Pandemic adds hurdles for sexually transmitted disease reduction

Sandhya Raman, CQ-Roll Call on

Published in Health & Fitness

Rhodes wants a data-based approach reinstated in federally funded youth programs. She said the Trump administration and some states focused on “abstinence-only-until-marriage” programs.

A January review in the Journal of Adolescent Health of 30 years of data on school programs “offers strong support for comprehensive sex education” rather than abstinence-only programs, wrote the authors, Eva S. Goldfarb and Lisa D. Lieberman of Montclair State University.

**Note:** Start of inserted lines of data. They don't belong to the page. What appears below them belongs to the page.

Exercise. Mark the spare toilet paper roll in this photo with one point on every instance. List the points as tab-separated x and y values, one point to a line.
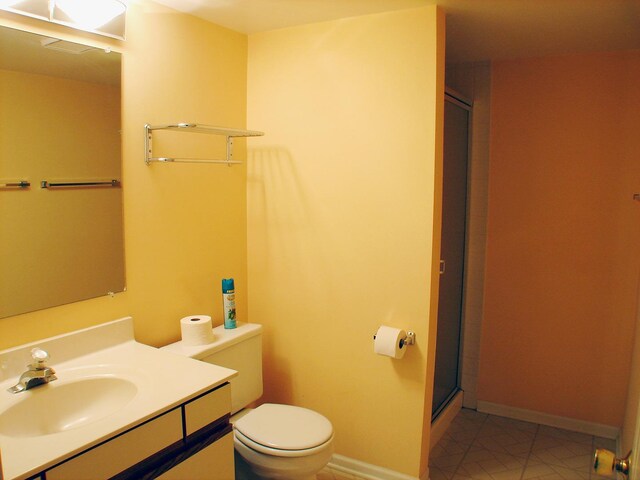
196	330
390	342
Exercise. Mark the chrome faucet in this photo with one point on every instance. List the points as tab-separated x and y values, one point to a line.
38	373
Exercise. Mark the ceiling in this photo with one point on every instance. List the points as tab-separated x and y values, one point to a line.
477	30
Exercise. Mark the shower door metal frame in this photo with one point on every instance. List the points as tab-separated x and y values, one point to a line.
460	101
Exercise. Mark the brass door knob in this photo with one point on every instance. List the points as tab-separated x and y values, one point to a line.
606	463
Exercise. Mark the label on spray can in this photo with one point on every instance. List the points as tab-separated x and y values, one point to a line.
229	302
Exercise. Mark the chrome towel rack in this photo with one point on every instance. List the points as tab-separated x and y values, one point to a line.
229	133
80	184
21	184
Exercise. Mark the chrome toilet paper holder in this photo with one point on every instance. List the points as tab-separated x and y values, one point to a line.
410	339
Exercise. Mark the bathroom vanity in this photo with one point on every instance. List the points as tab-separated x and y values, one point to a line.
118	409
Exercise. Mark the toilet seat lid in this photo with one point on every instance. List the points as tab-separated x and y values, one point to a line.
285	427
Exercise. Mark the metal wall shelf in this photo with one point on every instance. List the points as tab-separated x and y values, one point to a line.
229	133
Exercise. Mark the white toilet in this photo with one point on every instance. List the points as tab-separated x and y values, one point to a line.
271	441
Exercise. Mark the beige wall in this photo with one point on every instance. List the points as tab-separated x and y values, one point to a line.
342	202
563	231
185	225
341	221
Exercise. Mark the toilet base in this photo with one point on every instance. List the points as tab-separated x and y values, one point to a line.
244	472
252	465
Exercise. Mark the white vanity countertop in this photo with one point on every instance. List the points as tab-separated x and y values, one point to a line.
164	380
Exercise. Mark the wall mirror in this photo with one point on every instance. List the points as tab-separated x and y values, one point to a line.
60	241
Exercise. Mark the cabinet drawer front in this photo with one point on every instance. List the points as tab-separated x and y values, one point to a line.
212	463
207	409
118	454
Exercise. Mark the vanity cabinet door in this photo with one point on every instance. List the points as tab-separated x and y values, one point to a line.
205	409
118	454
214	462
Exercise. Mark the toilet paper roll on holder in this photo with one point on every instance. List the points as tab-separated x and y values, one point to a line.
410	339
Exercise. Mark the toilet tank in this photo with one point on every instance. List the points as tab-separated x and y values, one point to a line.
239	349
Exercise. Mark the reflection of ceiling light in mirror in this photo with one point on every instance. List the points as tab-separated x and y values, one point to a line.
104	17
90	15
64	46
31	8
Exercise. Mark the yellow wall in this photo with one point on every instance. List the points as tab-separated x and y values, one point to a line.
563	234
185	225
341	221
40	116
342	201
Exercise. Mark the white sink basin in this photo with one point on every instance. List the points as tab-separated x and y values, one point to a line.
59	406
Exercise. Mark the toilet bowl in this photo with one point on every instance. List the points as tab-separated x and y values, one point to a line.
283	441
272	441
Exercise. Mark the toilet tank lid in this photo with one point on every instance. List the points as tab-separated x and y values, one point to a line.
222	338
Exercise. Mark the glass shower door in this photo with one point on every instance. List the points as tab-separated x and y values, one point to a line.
454	219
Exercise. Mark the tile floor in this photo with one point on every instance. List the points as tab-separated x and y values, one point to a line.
487	447
478	446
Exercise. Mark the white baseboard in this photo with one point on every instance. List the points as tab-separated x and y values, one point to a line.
367	470
591	428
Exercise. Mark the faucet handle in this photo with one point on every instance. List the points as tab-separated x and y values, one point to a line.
39	356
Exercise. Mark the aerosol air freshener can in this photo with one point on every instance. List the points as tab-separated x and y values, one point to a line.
229	302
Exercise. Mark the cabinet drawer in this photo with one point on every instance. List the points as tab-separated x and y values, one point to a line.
118	454
212	463
207	409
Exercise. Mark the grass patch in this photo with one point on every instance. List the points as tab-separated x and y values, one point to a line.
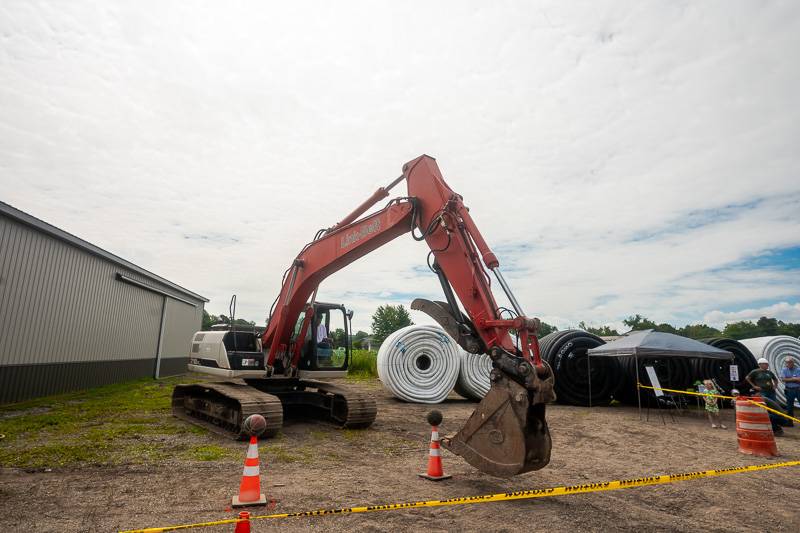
114	424
279	453
363	364
210	452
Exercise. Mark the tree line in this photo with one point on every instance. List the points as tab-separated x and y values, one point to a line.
744	329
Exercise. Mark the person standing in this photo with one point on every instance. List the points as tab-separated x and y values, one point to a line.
790	375
712	405
765	382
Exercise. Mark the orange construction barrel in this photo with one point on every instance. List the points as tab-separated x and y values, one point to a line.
754	429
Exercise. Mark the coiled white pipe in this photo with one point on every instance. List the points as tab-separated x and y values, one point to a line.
473	375
776	350
419	364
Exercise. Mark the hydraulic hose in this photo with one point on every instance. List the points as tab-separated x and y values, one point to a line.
776	350
565	351
473	375
719	371
419	364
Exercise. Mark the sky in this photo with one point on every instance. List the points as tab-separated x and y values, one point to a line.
619	157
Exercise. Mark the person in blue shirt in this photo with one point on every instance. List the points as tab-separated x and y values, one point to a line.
790	375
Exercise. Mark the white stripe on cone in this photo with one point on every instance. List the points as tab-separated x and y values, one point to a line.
251	471
760	427
750	409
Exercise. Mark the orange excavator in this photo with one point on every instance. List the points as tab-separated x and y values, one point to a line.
274	373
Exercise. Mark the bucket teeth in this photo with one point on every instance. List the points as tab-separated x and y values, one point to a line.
506	435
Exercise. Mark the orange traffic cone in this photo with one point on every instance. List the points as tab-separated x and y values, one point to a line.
250	487
244	525
435	472
753	428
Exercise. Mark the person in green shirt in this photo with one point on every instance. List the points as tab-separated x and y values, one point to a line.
765	382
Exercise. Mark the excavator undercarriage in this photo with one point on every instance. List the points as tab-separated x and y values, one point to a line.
222	407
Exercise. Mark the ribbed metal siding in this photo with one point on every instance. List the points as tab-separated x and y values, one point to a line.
60	304
181	323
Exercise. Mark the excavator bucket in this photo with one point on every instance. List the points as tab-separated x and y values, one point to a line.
507	433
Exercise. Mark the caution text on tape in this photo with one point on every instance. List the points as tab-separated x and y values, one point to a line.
503	496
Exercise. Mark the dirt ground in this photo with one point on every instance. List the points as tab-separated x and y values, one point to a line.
340	468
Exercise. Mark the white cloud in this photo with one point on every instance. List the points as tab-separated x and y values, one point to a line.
209	143
787	312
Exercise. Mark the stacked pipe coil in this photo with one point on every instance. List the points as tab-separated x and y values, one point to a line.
473	375
565	351
419	364
719	371
775	350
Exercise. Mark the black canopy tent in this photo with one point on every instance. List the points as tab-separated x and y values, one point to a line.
650	344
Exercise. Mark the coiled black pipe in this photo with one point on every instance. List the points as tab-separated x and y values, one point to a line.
672	372
565	351
719	371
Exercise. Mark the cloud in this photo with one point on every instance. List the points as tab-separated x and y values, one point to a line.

Brett Giroir, a former Trump administration assistant secretary for health, said HHS sought to include STI prevention in programs like the Personal Responsibility Education Program that gives states grants and the Title X family planning program.

“We really tried to, in the programs we had, really expand that as a core component,” he said in an interview. HHS released a multiyear strategic plan for STI reduction in December, which Giroir called “very nonpartisan, very science-based.”

The nonpartisan National Conference of State Legislatures found that only 28 states require sex education and HIV education in schools.

The pandemic’s effects are also driving providers and sexual health education advocates to push for resources and policies that could prevent the spread of STIs and expand treatment.

The recent COVID-19 relief law provides nearly $7.7 billion for public health workforce development grants. The language says the funds would be applicable to disease intervention specialists, workers who find and counsel individuals diagnosed with STIs and contact trace others who may be affected.

The National Coalition of STD Directors asked CDC to use $1.3 billion of that pool to hire 10,000 specialists who could restore STI contact tracing efforts.


A January survey of STD directors found that 87% of their programs are involved in leading or assisting COVID-19 contact tracing efforts in their jurisdictions. Thirty-seven percent of workers are fully focused on COVID-19.

Harvey said the STD directors group is also seeking federal funding in future appropriations bills to directly support STI clinics, which rely on state and local funding.

“We know the true economic impact of COVID is yet to hit state and local government, which is why we predict that this network of providers is really going to be decimated in the recovery period,” he said.

Harvey also suggested utilizing the Defense Production Act to ramp up manufacturing of supplies to be used in COVID-19 and STI testing.

“It’s the same testing swabs and testing kits that are used for STDs that are used for COVID, so all of the supply chain has been disrupted because the resources are going to COVID testing. There’s a massive shortage of STD testing swabs,” he said.

Rhodes said advocates hope the upcoming White House budget will serve as a signal for Congress and will not include funding for abstinence-only programs but will include more funds for comprehensive sexual education.

“There’s urgent work to be done when it comes to access to care, as well as access to comprehensive sex ed, especially given … the COVID-19 crisis and virtual learning,” she said.